I am trying to create a data frame out of a space-separated dataset. Some values in the 3rd column are missing and they're labelled Missing_x
. I'm trying to replace these values with np.nan
but its throwing me a ValueError.
from datetime import datetime
import pandas as pd
import numpy as np
data = ["1/3/2012 16:00:00 Missing_1",
"1/4/2012 16:00:00 27.47",
"1/5/2012 16:00:00 27.728",
"1/6/2012 16:00:00 28.19",
"1/9/2012 16:00:00 28.1",
"1/10/2012 16:00:00 28.15",
"12/13/2012 16:00:00 27.52",
"12/14/2012 16:00:00 Missing_19",
"12/17/2012 16:00:00 27.215",
"12/18/2012 16:00:00 27.63",
"12/19/2012 16:00:00 27.73",
"12/20/2012 16:00:00 Missing_20",
"12/21/2012 16:00:00 27.49",
"12/24/2012 13:00:00 27.25",
"12/26/2012 16:00:00 27.2",
"12/27/2012 16:00:00 27.09",
"12/28/2012 16:00:00 26.9",
"12/31/2012 16:00:00 26.77"]
date_list = []
mrc_list = []
for i in data:
data = i.split('\t')
days_of_data = datetime.strptime(data[0], '%m/%d/%Y %H:%M:%S')
date_list.append(days_of_data)
try:
mrc_list.append(float(data[1]))
except:
mrc_list.append(np.nan)
pass
mrc_df = pd.Series(mrc_list, index=date_list)

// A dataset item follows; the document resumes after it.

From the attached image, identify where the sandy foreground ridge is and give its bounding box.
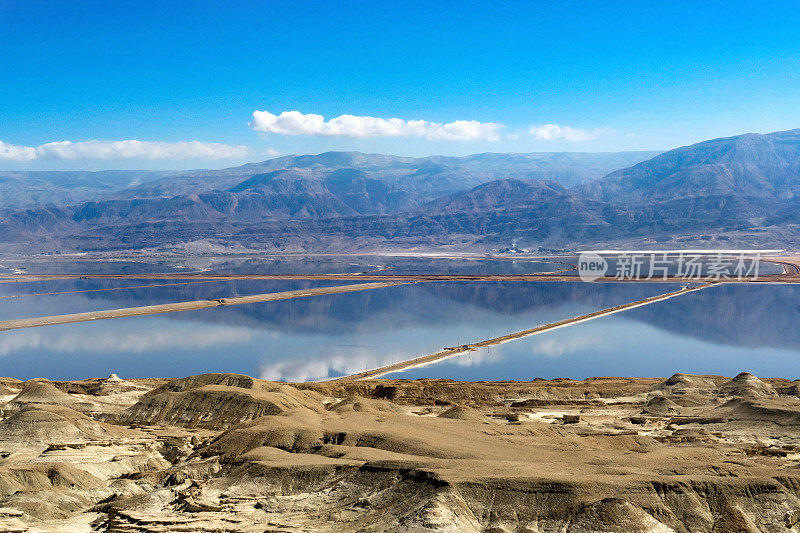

mrc_df.index.name = 'Date'
print(mrc_df)
This is the error:
Traceback (most recent call last):
File "/home/onur/Documents/code-signal/mercury.py", line 37, in <module>
days = datetime.strptime(data_list[0], '%m/%d/%Y %H:%M:%S')

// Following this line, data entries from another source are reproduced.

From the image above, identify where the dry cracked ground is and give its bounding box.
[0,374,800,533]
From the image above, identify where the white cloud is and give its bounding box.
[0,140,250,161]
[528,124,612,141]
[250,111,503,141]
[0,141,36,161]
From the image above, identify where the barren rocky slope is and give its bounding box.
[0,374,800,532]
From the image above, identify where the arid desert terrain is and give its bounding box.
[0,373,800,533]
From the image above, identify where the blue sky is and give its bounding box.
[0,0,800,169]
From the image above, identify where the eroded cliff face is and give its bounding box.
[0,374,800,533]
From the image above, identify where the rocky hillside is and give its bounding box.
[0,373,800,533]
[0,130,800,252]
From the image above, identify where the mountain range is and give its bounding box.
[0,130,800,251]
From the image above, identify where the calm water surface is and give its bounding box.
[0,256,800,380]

File "/home/onur/anaconda3/lib/python3.7/_strptime.py", line 577, in _strptime_datetime
tt, fraction, gmtoff_fraction = _strptime(data_string, format)
File "/home/onur/anaconda3/lib/python3.7/_strptime.py", line 362, in _strptime
data_string[found.end():])
ValueError: unconverted data remains: Missing_1
I understand the error. I just don't understand why my way of addressing it does not work.